Photo by Ahmed Zayan on Unsplash
 Harry's tracking spell takes him to a "bad" neighborhood, where many of the building are abandoned, and street lights are out. Look, I'm from the west coast - are there major cities that have these areas? Like, in the city limits? Does Chicago have them? I have seen the neighborhoods Jim Butcher is describing here, in the suburbs of Oakland and "in the county" around St. Louis and Baltimore. But I have never encountered more than half a block together matching this description within the borders of any major city. I don't really see how it could happen. In my experience, the logistical value of actually being in the city sufficiently outweighs almost any other consideration that unless the economy is actively dying, someone will be willing to live basically anywhere remotely habitable if they can afford it, and if substantial amounts of housing stand empty in one spot, it's because it was "renewed" or "developed" into fancy apartments no one can pay for, and those areas don't look all sketchy and boarded up. Well, perhaps he's not in the city proper; I don't know Chicago's geography all that well. Or maybe it's an era thing. I was 10 or something when this book came out. However it happened, here Dresden is, looking at an empty storefront. 

This, once Dresden gets past some rudimentary security measures, is where we get our first look at the Alphas. Billy and Georgia, although she isn't named, are arguing about whether to take some kind of action on their own initiative. The whole group is young and awkwardly goth, clearly nerds, but at odds with Harry's sense of what a nerd is meant to look like.

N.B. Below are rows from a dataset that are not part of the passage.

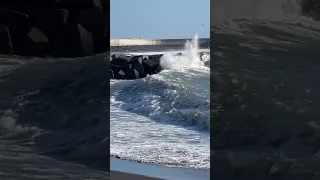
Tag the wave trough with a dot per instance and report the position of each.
(164, 118)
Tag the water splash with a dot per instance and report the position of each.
(189, 58)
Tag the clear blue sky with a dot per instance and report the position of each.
(157, 19)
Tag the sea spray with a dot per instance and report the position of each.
(189, 58)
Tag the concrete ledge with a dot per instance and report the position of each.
(159, 42)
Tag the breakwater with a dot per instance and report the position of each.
(126, 66)
(57, 28)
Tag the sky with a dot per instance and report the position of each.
(159, 19)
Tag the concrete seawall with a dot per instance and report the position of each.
(159, 42)
(57, 28)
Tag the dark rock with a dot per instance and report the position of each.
(311, 8)
(152, 65)
(5, 43)
(58, 28)
(64, 40)
(111, 74)
(17, 24)
(137, 66)
(76, 5)
(92, 20)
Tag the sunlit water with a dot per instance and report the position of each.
(164, 118)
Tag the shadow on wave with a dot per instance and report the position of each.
(57, 107)
(165, 99)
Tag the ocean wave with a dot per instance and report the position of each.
(57, 107)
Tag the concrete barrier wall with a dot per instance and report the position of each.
(137, 42)
(133, 42)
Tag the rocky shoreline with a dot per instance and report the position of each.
(138, 66)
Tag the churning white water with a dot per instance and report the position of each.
(164, 118)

Jim butcher does a good job of separating his own real-world knowledge from his protagonist's here. Obviously, he knows that the nerdy D&D people, the kinky spikes and leather people, and the "pagan enough to have a serious conversation with a werewolf" people are, in fact, mostly the same people, but Harry doesn't know that, because Harry doesn't do activities that involve other humans. 

The kids make reference to "this wolf thing" and to Billy's leadership in a way that makes it sort of unclear whether Terra taught them how to wolf, or whether they figured it out on their own and she stepped in before they could get themselves hurt doing it. I don't think this is ever addressed, but I definitely prefer the latter interpretation, where Terra just found them and was like "OMG no, you are puppies!" which is more or less what she's going here, interrupting their argument and scolding them for their recklessness in having this meeting, much less talking about the kind of action they were planning on. 

Photo by Joshua Bartell on Unsplash

She also tells them she was followed, at pretty much the same time that Harry checks the little dashboard compass he's using as a focus for this tracking spell - it's following her movement as she paces the room. She, in turn, seems to have noticed him lurking in the shadows, behind some empty shelves. She tells the Alphas to join hands, and then puts out the light. Harry could just leave. He should just leave. But instead he tries to follow them out, hoping to get their license plate numbers or something else Murphy can use. He doesn't think any of the Alphas could really be murderers, but Terra totally could. Which she may or may not demonstrate a moment later when something furry and generally wolf-shaped slams into Harry from the side, knocking him over. This would be another extremely reasonable time to Just Leave, but now he's pissed, and all the more determined to get some answers dammit. He makes it to the back room, from whence the Alphas have apparently already left, and before he can decide on his next move, something tackles him from behind. It's a human shaped someone, this time, with a gun. 

Year, iirc it's Murphy. What I don't remember at all is how the subsequent conversation actually goes, so I guess we'll have to wait to talk about that until Saturday. Until then, be gay, do crimes, and read All The Things.